Qatar Investment Authority expands into Australia, Korea and Southeast Asia

By Reuters

  • 19 Sep 2024
QIA CEO Mansoor Ebrahim Al-Mahmoud | Credit: QIA

The Qatar Investment Authority (QIA), the country's sovereign wealth fund, is in the middle of expanding into Australia, Korea and Southeast Asia, its top executive said on Thursday.
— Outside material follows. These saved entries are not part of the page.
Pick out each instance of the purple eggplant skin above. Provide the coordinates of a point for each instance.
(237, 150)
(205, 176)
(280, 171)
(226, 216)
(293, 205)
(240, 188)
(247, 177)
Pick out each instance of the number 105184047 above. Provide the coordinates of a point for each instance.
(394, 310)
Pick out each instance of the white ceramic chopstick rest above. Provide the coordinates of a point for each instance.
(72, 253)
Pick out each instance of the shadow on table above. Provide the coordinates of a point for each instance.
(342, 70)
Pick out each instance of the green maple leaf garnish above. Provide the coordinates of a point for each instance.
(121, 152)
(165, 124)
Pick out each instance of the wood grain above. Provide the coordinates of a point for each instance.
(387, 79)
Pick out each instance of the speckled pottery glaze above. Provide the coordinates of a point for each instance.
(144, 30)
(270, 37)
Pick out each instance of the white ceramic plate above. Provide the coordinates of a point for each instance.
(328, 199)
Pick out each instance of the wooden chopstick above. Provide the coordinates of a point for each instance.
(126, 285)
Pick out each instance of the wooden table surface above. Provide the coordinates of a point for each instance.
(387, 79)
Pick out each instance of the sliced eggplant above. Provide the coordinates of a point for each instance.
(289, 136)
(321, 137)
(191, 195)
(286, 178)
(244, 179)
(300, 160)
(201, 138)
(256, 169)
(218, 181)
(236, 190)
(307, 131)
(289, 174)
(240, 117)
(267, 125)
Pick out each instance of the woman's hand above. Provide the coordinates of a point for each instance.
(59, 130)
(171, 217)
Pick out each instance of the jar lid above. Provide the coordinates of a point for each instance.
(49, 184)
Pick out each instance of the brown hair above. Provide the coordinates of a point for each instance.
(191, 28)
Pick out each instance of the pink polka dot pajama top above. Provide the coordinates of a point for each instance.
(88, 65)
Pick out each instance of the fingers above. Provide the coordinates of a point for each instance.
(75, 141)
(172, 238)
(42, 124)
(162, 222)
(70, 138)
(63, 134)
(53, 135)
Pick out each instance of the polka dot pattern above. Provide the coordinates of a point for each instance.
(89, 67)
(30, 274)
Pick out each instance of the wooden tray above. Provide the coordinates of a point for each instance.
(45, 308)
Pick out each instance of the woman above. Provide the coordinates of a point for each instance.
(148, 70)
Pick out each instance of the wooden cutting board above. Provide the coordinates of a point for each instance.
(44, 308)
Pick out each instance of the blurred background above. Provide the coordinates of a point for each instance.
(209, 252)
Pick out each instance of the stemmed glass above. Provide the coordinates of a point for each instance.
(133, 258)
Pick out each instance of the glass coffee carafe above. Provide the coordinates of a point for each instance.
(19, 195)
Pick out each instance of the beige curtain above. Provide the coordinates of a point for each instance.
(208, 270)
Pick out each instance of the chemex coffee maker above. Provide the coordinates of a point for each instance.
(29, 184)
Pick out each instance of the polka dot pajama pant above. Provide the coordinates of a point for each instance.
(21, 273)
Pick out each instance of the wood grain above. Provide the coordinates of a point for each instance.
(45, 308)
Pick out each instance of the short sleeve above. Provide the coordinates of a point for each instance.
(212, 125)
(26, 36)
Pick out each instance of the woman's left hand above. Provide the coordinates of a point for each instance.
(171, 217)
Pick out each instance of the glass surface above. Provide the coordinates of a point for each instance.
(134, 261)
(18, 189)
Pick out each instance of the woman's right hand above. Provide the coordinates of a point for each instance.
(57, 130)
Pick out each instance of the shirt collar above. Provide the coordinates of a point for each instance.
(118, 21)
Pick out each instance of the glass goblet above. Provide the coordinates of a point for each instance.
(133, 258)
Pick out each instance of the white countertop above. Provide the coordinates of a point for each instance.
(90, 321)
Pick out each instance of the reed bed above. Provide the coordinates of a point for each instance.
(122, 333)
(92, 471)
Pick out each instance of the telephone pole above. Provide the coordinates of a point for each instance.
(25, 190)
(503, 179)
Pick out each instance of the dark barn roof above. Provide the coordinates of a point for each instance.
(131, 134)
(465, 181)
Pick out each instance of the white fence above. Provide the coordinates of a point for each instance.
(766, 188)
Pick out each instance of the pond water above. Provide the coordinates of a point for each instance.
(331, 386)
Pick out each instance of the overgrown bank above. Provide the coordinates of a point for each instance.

QIA also sees investment opportunities including carve-outs among conglomerates and take-private deals in Japan, and in the technology sector in India.

Why it's important

QIA is one of the world's largest investors. The Sovereign Wealth Fund Institute has estimated that QIA runs $526 billion worth of total assets. 

Key quotes

"For Australia and Korea we are going to start hiring people," Abdulla Ali Al-Kuwari, head of Asia Pacific at Qatar Investment Authority Advisory, said at the Milken Institute Asia Summit 2024 in Singapore. "We started Japan with the team maybe three years ago, now we are doubling it, we are going to hire more and more people so it is a market to focus for us," he said.

Context

The Asian expansion by QIA, which owns stakes in the London Stock Exchange and Iberdrola SA, comes as the fund has been diversifying its investments from core European and U.S. markets. In June, Reuters reported that QIA has agreed to buy a 10% stake in China's second-largest mutual fund company, China Asset Management.